2 See Corlett, p. 23. Bork’s classic statement of this position is his 1971 Indiana Law Journal article, “Neutral Principles and Some First Amendment Problems”. Bork defends his “theoretical” exercise in his book, The Tempting of America: The Political Seduction of the Law (Macmillan/Free Press, 1990), pp. 333-336. However, see also the negative review of this book by Douglas Laycock in Ethics, Vol. 101, No. 3 (April 1991), pp. 661-663.

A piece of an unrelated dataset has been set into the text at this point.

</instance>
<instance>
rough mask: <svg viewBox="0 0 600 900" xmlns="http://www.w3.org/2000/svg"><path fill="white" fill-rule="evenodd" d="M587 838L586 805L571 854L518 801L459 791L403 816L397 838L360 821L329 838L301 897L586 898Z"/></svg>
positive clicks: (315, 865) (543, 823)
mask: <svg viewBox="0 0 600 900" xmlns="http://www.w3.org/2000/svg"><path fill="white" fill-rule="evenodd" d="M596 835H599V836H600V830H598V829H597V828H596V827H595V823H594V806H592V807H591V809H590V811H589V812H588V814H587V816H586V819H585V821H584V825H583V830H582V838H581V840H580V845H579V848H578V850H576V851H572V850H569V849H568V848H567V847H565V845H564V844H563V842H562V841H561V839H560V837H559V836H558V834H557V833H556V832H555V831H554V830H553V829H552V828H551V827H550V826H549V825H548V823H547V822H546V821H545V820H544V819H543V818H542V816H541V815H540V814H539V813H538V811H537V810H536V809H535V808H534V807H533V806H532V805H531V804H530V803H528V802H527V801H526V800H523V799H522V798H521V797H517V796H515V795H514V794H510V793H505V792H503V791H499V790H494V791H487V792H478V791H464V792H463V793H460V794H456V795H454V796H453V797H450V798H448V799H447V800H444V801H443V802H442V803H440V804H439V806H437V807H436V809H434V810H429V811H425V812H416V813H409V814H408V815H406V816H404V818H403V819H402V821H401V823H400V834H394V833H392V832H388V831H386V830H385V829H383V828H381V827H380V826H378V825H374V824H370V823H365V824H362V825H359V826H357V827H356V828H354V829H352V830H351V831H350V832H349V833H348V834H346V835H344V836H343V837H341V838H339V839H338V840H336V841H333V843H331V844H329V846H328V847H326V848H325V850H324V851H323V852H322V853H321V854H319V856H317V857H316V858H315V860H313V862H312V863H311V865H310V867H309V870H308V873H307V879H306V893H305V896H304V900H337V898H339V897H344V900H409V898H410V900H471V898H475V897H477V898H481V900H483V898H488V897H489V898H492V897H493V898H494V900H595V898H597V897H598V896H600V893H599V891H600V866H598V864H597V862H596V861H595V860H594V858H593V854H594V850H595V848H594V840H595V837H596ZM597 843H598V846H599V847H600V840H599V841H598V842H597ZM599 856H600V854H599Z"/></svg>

4 Pp. 58-59. Corlett qualifies this point in case the present day community has also freely adopted the older law. Corlett’s emphasis on the autonomy of “We the People” now is a form of liberalism that contrasts with communitarian appeals to communities over time and their traditions. In this sense, Bork’s originalism may be labeled a form of communitarianism. Corlett’s liberalism, however, should also be seen as compatible with group or collective rights, as he makes clear in Chapter 6.
5 See his reply to critics of his 2003 book, “Race, Racism, and Reparations”, Journal of Social Philosophy, Vo. 36, No. 4 (Winter 2005), p. 573. Corlett’s implicit epistemological model here would seem to derive from Keith Lehrer’s form of ecumenical coherentism, given the references on p. 51 (note 84) and p. 53 (note 91).
6 Here Corlett follows Bernard Boxill’s defense of Rawls against Beitz by emphasizing the importance of the diversity of cultural goods that shape individuals’ conceptions of their good. See Bernard Boxill, “Global Equality of Opportunity and National Integrity”, Social Philosophy and Policy 5 (1987), pp. 143-168.
7 Corlett and Boxill’s argument is interestingly similar to Nozick’s famous rejection of time-slice principles and use of historically sensitive ones. The crucial difference, though, is that Corlett’s liberalism allows for group rights to compensation and not just for an individual’s right.
9 Here Corlett could well help himself to Charles Mills’ concept of “constructionist realism”. While races, ethnicities and peoples are not biological natural kinds, once they are “constructed” or brought into being in classification schemes they may be said to have certain causal powers (a standard candidate for what is real). See Mills’ discussion of Corlett’s 2003 book, “Reconceptualizing Race and Racism? A Critique of J. Angelo Corlett”, Journal of Social Philosophy Vol. 36, No. 4 (Winter 2005), pp. 546-558.